Dediqué buena parte de mi vida a la enseñanza. No me atrevo a mostrarme orgulloso de mis dotes profesorales, evitándome así una avalancha de comentarios de antiguos alumnos demostrando la falta de argumentos para sostener mi autocomplacencia. Pero sí que no pongo reparos en recordar yo –ni en que me recuerden a mí–, la última de mis clases de cada una de las materias principales que yo he impartido en mi vida: el periodismo, la didáctica de la religión y la filosofía.
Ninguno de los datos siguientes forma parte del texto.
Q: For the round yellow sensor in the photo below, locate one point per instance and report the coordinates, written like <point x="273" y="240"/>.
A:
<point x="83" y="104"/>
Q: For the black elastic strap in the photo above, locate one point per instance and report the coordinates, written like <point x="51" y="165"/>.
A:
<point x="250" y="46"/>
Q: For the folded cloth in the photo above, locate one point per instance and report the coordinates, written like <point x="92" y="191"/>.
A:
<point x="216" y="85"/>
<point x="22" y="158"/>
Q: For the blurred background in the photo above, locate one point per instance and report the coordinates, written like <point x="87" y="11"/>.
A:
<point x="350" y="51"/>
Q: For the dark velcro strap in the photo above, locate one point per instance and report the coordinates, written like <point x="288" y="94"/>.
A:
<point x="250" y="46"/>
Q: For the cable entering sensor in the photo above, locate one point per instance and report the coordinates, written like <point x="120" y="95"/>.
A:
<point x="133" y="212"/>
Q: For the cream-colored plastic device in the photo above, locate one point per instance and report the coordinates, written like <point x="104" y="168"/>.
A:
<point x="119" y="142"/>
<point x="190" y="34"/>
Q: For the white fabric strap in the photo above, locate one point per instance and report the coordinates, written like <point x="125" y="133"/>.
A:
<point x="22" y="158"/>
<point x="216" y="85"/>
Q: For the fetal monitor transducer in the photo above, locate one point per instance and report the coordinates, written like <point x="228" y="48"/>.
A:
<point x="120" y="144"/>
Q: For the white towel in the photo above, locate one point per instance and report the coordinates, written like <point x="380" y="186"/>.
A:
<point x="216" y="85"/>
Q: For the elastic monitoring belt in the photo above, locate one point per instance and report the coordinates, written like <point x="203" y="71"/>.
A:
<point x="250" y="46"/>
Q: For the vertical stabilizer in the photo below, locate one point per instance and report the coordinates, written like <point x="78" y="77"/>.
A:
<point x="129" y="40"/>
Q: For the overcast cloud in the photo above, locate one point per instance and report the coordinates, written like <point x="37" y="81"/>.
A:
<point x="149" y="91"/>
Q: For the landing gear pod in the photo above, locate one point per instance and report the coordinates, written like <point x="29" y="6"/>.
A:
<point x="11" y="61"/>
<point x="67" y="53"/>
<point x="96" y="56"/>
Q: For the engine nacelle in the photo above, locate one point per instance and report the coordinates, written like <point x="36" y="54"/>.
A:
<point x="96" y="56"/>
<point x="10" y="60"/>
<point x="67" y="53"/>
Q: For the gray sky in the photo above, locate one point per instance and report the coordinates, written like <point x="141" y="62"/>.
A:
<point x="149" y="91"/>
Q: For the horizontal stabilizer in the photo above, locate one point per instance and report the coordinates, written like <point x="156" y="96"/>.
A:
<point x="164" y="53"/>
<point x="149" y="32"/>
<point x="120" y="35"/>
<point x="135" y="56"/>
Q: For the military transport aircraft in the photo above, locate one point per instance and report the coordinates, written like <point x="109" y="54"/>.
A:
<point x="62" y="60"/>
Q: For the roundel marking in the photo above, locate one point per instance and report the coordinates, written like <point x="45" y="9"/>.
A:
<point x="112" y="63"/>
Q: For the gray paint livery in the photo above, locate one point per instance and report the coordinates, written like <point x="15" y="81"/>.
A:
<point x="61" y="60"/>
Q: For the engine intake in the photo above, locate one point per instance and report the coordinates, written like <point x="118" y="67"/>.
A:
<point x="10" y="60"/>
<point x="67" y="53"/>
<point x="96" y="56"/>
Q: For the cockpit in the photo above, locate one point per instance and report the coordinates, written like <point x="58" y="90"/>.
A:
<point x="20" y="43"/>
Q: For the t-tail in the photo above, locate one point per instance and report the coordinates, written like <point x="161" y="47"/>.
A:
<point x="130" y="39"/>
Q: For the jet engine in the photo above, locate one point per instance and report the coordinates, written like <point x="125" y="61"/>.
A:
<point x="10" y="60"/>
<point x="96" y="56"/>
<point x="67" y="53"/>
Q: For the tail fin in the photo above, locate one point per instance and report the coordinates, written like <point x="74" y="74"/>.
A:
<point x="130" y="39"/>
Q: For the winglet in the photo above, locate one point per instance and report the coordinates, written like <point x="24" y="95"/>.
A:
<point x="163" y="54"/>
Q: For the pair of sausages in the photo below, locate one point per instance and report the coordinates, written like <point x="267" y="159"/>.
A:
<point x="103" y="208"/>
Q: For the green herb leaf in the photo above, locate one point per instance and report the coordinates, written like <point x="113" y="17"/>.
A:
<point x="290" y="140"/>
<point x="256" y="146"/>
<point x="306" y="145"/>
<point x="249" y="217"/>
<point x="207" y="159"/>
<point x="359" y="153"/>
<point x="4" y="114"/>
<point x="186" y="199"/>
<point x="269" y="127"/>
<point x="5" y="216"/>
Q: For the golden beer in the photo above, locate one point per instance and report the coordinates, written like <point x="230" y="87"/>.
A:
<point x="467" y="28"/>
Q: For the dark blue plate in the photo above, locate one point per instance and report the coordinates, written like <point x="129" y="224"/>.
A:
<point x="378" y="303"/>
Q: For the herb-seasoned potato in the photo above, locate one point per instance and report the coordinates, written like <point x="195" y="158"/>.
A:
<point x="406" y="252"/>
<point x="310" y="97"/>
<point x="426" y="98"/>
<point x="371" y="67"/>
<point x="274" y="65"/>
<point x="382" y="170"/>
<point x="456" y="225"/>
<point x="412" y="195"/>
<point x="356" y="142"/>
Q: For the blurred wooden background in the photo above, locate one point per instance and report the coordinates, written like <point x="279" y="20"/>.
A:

En la última clase de periodismo aprovechaba la ocasión para una precisión: cuando hagan una entrevista a alguien, procuren dar el protagonismo al entrevistado, ahórrense el protagonismo del entrevistador.
En la última clase de religión decía: durante el curso he hablado de Dios, procurando hablar bien de él, pero no olviden que quien les ha hablado es un hombre, solo un hombre; no piensen acceder a Dios mediante mis explicaciones, mejor será, para conectar con él, que vayan hacia a él en sus propios zapatos.
En la última de filosofía me expresaba así: si dentro de algunos años no recuerdan una tesis filosófica ni siquiera el nombre de quien la sostuvo, paciencia, pero nunca dejen de tener la actitud que el nombre de la asignatura indica: filo-sophia, amor al saber, gustando así de conjugar constantemente en su vida estos cuatro verbos: reflexionar, distinguir, contextualizar y argumentar.